Various embodiments of the present application relate to a method, the method comprising receiving a speech utterance and a grapheme sequence of a command corresponding to the speech utterance; generating a hypothesis grapheme sequence for the speech utterance using a compressed acoustic model; determining an error measurement between the hypothesis grapheme sequence to the command grapheme sequence; recompiling an adaptive decoder to recognize the hypothesis grapheme sequence responsive to the error measurement exceeding a threshold; and determining, using the recompiled adaptive decoder, a command from a sequence of graphemes, the sequence of graphemes generated by the compressed acoustic model.

In some embodiments, recompiling the adaptive decoder comprises adding the hypothesis grapheme sequence to an adapted lexicon used by the adaptive decoder.

In some embodiments, recompiling the adaptive decoder comprises generating a language model used by the decoder module using the hypothesis sequence.

In some embodiments, the command is included in a first set of commands the decoder module is configured to recognize, the method further comprising recompiling the adaptive decoder to recognize a second set of commands.

Various embodiments of the present application relate to another processing system comprising an adapted lexicon comprising a first set of commands; a decoder configured to use the adapted lexicon and determine a command from the grapheme sequence, the command included in the adapted lexicon; and a decoder compiler configured to determine a change of state or context of an application of the processing system, and determine a second set of commands for the adapted lexicon, wherein the second set of commands is associated with a new state or context; and recompile the adapted lexicon with the second set of commands.

Various embodiments of the present application relate to another method comprising compiling a decoder to recognize a first set of commands, the first set of commands associated with a first state; receiving a change of state of a device application; determining a second set of commands to compile on the decoder, wherein the second set of commands is associated with a second state of the device application; and recompiling the decoder with the second set of commands.

BRIEF DESCRIPTION OF THE DRAWINGS

FIG. 1 is a diagram of a system for speech recognition, according to some embodiments.

FIG. 2 is a diagram of a dynamic command processing system, according to some embodiments.

FIGS. 3-6 are configurations of an adaptive speech recognition system, according to some embodiments.

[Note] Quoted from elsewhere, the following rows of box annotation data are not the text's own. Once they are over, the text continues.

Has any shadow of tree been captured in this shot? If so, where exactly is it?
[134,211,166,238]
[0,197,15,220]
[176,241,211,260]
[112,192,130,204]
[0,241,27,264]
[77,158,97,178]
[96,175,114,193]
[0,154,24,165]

FIG. 7 is a diagram of a system for automatically constructing an adaptive decoder for a speech recognition system, according to some embodiments.

FIG. 8 is a diagram of a training system for expanding an adaptive decoder, according to some embodiments.

FIG. 9 is a flow diagram of a method for expanding an adaptive decoder, according to some embodiments.

FIG. 10 is a flow diagram for implementing dynamic command list in an adaptive decoder, according to some embodiments.

DETAILED DESCRIPTION

Overview

Referring generally to the figures, systems, methods, and apparatuses are shown for improved speech recognition in audio processing systems. Specifically, the methods and systems herein disclose a dynamic command-recognition system with improved recognition accuracy in systems with constrained hardware devices.

An automatic speech recognition (ASR) system may generally include an acoustic engine and a decoder. The acoustic engine transcribes spoken utterances from an audio stream into a sequence of phonetic or grapheme symbols using an acoustic model. The decoder receives the sequence of symbols from the acoustic engine and determines a voice command spoken by the user. The determined voice command can then be used by a processing system to perform an action or change a state of the system. In some implementations, a user may be prompted or required to use a trigger word or phrase (e.g. keyword) before speaking a command phrase. The trigger word or phrase may be used to activate components of the ASR system to reduce power consumption in idle states.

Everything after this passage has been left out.